16/11/2007
Bikini Test, La Chaux-de-Fonds (Suisse)
Dure dilemme que cette soirée, puisqu'il a fallu choisir entre le concert d'Envy, très bon groupe japonais de post-core, rarement de passage par chez nous et Gorgoroth dans cette autre canton de la Suisse. Mais d'un côté comme de l'autre, il fallait faire un sacrifice et aucun regret de part et d'autres puisque la Horde Noire s'est dédoublée ce soir-là... Bien-sûr ce dilemme n'existait pas chez la plupart des adeptes les plus ciblés de chacun des deux groupes... D'ailleurs le concert affichait sold out quelques jours à l'avance... Il faut aussi dire que Gorgoroth au Bikini Test , qui fût aussi l'occasion de fêter les 15 ans de la salle, ce n'est pas de l'inédit... 2 ans après un premier passage, Gorgoroth revient donc au Bikini Test en collaboration une fois encore avec l'association de Franche Comté Corona Infernalis... On se rappelle en effet, il y a deux ans, d'une réussite au-delà des espérances, qui avait d'ailleurs conduit à un afflux massif excessif conduisant à un sold out très rapide et au refus de bon nombre de personnes parfois venant de loin. Cette fois-ci, aucune vente ne se faisait à l'entrée et les préventes étaient obligatoires. Ce retour de Gorgoroth survient dans un contexte très particulier puisque le groupe a splitté peu de temps avant, avec Infernus le fondateur d'un coté et King et Gaahl de l'autre qui poursuivent la tournée européenne, les deux putschistes s'empressant de s'assurer la pérennité du groupe en imprimant de nombreux t-shirts à leur effigie. Après coup, il semblerait qu'au final il en soit autre... C'est donc une tournée très particulière sous le nom de Gorgoroth.

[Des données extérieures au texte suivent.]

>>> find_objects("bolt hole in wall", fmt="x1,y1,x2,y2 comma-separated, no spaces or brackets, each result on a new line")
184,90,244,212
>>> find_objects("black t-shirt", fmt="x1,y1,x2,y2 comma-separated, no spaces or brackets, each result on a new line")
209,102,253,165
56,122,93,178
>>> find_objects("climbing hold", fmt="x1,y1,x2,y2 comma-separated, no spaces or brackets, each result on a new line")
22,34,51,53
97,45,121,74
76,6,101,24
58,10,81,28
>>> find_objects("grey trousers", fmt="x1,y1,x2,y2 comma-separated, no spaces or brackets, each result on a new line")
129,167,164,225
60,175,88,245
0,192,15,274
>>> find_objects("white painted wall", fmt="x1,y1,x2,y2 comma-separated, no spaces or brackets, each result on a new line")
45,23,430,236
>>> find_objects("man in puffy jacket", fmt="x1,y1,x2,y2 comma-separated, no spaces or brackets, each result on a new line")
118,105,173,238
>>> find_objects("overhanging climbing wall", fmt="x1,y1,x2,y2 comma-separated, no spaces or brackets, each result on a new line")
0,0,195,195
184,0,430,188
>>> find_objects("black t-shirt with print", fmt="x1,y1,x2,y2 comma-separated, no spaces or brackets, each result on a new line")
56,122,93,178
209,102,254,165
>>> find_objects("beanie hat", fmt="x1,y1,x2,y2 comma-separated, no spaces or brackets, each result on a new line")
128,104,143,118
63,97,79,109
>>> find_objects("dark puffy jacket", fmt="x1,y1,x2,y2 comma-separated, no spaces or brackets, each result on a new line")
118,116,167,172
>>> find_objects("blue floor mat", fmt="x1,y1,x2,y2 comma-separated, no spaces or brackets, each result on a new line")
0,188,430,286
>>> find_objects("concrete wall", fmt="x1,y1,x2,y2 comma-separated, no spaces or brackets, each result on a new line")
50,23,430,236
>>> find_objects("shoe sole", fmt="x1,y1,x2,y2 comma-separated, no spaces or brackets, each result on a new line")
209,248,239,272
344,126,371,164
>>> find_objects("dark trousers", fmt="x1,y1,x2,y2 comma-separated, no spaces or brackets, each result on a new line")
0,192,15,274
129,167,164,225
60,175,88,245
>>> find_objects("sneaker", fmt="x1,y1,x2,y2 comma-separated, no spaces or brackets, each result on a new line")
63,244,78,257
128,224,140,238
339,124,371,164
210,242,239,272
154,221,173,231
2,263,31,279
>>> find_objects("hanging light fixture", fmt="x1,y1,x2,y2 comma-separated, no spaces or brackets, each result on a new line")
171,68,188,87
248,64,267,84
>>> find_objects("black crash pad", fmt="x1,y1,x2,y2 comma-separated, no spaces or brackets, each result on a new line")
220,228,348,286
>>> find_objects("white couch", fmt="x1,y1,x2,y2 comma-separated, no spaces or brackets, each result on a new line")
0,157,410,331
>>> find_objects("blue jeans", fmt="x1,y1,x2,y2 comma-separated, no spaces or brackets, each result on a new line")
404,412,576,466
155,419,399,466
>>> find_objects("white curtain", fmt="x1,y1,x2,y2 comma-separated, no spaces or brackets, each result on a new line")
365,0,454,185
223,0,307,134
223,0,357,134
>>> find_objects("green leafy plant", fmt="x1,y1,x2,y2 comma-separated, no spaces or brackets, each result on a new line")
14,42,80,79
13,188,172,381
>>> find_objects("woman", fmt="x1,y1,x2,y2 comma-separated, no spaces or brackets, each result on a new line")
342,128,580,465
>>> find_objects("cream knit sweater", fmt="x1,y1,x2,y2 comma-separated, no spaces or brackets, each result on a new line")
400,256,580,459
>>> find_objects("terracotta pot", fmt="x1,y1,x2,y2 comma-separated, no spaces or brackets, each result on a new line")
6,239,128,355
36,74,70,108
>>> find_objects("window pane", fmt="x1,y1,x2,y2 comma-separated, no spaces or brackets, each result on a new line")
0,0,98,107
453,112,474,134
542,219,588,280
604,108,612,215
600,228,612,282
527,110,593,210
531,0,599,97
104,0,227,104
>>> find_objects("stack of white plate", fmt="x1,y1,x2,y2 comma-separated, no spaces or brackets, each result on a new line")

C'était 1349 qui avait accompagné Gorgoroth la dernière fois, les revoici en compagnie d'un groupe culte de black avec les belges d'Enthroned et avec pour ouvrir les nouveaux venus de Tyrant au patronyme déjà bien usité. Le groupe suédois s'est formé tout récemment et a seulement à son actif un premier album Reclaim the flame, 10 titres d'à peine 30 minutes sorti 2 mois avant sur le label français Listenable qui permettra donc d'assurer leur courte prestation. Par-contre, ce que je ne savais pas à ce moment là et qui explique leur présence sur cette tournée de maîtres, c'est que les membres de Tyrant, malgré la banalité du pseudonyme, sont loin d'être des inconnus. Le groupe comporte deux membres communs de The Black et des excellents Vinterland, un membre de Dellamorte, mais surtout et très incroyablement Peter Bjärgö, le leader d'Arcana, le groupe de référence en dark atmospheric et Sophia (indus martial) qui donc renoue avec ses racines metal lointaines du temps de Crypt of Kerberos, qui étonnement vient de reprendre ses activités... Je dois dire que c'est en rédigeant cet article et en me renseignant sur le groupe que j'ai découvert cette présence. Car je n'ai vraiment pas reconnu Peter à la guitare, malgré un passage en Suisse une année et demie auparavant avec Arcana... Enfin tout cela explique donc pourquoi malgré la banalité du pseudo, du concept et de la musique, cette prestation s'est révélée vraiment efficace avec un black / thrash old school et lourd avec une légère touche rock n'roll bien dosée pour une fois, puisqu'étant avant tout un hommage aux racines de ce style, rappelant clairement Celtic Frost par le son et le chant, Bathory époque deuxième et troisième album par les compo, voir Entombed, notamment par le chant. En général, les groupes hommage aux vieux black sont souvent clichés, pathétiques, rarement de qualité ou intéressant. Ce qui n'est pas le cas ici. Les musiciens étaient également très à l'aise et simples avec des compositions vraiment efficaces malgré un public sage... Ainsi sans m'en douter cette prestation s'est montrée à la hauteur de leurs protagonistes en fait bien rodés qu'alors je n'avais pas identifié, je vous invite donc à découvrir cette nouvelle formation.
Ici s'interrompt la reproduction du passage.